第10回、2月のチャレンジでは、「お兄ちゃんは女の子で、お姉ちゃんは男の子」という発話が成り立つ状況、並びに、この発話を不思議に思った人はその理由を書いてくださいというものでした。

回答者の中には、お兄ちゃんとお姉ちゃんの体が入れ替わったと答えてくれた人もいました。その人は、おそらく、「XはY」という表現をX=Yととらえたのだと思います。もし、「お兄ちゃんは大学生で、お姉ちゃんは高校生」なら、X=Yが成り立ちます。

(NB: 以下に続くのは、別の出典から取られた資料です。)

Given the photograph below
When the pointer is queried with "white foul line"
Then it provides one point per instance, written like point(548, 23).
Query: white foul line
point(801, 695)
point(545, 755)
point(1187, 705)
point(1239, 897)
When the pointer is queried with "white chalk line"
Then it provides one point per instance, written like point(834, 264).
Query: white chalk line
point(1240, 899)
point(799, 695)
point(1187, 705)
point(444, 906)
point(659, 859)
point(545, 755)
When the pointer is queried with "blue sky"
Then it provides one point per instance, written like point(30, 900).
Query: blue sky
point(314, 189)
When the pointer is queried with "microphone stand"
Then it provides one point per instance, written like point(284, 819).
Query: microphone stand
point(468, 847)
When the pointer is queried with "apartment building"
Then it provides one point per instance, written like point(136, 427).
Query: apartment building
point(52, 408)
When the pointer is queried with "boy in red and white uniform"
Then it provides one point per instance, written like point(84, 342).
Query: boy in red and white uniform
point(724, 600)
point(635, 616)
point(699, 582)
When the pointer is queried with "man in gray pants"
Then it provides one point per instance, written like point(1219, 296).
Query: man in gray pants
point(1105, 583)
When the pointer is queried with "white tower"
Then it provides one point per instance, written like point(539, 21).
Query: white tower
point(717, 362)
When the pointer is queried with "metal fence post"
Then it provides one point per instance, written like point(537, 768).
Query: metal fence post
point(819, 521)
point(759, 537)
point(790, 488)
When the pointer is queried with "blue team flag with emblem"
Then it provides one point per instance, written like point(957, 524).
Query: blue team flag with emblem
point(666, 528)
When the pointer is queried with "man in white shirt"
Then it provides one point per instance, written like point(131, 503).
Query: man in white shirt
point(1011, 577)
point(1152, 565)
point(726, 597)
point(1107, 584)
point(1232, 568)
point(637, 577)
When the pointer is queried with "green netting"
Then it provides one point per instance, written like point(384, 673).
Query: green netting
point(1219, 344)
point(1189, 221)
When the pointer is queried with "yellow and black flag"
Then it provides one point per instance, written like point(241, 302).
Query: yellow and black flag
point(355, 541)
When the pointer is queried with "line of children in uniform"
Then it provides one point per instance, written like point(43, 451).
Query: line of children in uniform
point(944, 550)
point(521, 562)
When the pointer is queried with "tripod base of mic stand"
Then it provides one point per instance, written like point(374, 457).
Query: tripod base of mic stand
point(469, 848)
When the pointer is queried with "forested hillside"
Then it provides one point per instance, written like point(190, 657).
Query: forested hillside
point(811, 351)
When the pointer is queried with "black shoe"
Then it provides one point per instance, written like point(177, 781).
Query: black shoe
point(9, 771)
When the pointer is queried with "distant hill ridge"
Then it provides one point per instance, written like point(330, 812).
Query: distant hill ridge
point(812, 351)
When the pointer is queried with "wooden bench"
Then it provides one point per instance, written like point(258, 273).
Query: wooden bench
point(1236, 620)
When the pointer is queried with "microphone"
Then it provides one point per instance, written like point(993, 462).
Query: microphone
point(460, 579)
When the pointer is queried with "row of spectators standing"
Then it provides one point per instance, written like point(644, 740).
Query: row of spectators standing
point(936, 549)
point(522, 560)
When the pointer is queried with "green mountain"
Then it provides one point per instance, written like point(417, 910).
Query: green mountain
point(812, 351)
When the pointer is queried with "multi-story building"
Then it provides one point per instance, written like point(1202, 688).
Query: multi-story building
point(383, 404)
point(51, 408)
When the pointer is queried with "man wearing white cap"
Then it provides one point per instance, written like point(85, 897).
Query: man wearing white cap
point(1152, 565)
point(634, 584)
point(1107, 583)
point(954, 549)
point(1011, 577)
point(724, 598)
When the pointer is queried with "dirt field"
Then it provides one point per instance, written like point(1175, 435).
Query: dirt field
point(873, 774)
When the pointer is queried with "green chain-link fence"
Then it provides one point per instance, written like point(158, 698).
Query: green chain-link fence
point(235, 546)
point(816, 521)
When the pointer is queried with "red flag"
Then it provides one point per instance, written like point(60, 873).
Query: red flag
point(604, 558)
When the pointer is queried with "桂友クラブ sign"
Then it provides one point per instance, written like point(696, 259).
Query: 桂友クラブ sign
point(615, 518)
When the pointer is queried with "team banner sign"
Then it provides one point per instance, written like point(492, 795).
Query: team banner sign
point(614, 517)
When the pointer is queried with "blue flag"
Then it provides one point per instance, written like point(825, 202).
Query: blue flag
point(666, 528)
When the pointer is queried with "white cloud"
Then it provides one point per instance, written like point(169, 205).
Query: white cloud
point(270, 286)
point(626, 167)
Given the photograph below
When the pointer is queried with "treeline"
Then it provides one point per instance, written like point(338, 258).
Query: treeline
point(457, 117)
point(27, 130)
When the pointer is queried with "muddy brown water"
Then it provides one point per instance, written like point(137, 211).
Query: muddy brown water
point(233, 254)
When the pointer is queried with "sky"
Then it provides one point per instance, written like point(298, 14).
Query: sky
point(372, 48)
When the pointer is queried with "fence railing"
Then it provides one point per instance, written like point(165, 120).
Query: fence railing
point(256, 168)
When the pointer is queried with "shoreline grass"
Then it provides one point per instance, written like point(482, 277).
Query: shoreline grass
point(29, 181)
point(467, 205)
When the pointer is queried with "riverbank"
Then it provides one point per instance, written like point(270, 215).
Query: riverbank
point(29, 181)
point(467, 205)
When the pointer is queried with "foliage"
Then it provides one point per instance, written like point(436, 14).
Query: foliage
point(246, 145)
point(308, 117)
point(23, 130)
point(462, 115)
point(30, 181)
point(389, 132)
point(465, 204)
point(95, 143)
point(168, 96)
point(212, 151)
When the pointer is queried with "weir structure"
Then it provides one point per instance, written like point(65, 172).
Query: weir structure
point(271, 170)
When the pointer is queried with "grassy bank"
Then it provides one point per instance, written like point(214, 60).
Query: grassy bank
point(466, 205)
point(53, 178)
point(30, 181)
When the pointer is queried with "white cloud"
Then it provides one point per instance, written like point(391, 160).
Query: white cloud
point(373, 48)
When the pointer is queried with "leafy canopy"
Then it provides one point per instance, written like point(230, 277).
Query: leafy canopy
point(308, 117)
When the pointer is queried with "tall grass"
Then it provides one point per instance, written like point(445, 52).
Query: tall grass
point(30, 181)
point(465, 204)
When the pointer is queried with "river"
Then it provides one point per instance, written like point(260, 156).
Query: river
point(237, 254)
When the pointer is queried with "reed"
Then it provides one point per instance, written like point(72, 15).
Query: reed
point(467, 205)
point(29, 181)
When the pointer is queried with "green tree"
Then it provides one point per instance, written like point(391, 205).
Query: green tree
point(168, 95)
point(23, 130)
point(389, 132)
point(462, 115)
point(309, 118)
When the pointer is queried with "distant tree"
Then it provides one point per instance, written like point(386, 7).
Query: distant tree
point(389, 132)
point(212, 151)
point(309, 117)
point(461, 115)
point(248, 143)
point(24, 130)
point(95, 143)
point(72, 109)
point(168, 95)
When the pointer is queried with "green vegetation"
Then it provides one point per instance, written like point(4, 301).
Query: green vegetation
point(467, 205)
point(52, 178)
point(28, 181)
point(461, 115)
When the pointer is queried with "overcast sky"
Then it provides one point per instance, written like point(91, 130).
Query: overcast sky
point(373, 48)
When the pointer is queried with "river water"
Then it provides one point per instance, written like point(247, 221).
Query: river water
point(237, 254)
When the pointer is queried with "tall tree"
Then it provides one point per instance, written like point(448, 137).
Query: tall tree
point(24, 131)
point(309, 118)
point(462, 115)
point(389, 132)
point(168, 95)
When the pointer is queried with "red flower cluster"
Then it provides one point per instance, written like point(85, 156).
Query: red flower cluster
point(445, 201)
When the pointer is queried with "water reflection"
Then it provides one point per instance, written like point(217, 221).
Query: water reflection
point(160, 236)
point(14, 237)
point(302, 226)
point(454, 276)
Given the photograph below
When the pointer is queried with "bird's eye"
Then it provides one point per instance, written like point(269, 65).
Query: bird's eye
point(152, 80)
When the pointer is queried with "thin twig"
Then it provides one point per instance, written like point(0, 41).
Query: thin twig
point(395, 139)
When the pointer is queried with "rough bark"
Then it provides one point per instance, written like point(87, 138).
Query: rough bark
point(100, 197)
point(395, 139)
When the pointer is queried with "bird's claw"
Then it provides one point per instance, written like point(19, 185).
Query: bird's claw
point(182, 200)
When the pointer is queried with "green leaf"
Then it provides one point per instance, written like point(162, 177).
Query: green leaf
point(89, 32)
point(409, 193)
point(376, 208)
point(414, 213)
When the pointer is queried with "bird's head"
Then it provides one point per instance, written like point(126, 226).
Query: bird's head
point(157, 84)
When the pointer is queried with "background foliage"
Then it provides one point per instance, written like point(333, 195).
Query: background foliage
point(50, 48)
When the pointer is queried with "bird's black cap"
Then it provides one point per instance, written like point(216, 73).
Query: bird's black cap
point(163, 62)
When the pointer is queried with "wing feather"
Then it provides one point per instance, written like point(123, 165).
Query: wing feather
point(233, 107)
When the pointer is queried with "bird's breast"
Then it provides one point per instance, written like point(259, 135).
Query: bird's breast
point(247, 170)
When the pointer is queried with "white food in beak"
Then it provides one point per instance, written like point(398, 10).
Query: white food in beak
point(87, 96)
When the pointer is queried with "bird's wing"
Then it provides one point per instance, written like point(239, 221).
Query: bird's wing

では、「お兄ちゃんはたこやきで、お姉ちゃんはお好み焼き」ならどうでしょう。まさか、お兄ちゃんの正体がたこやきで、お姉ちゃんの正体がお好み焼きだとは思わないでしょう。多分、お兄ちゃんが食べたいのは、たこやきなのだと解釈するはずで、X=Yにはならないことがわかります。

今回の課題にある、「お兄ちゃんは女の子で、お姉ちゃんは男の子」が不思議ではないもう一つの理由は、日本語における親族の呼び方の特徴に関係しています。「お兄ちゃん」」「お姉ちゃん」というのは、話し手自身の兄、姉であるだけはなく、自分の上の息子、上の娘である可能性があるからです。一番年下の子供の視点で、家族を呼び合うのが日本では一般的です(夫のことを、お父さん、パパなどと呼ぶのと同じです)。もし、「お兄ちゃんは女の子で、お姉ちゃんは男の子」が、「お宅、お孫さんは女の子、それとも男の子?」という質問に対する答えだったらどうでしょう。お兄ちゃん(長男)のところ(の孫)は女の子で、お姉ちゃん(長女)のところ(の孫)は、男の子という意味だとわかりますね。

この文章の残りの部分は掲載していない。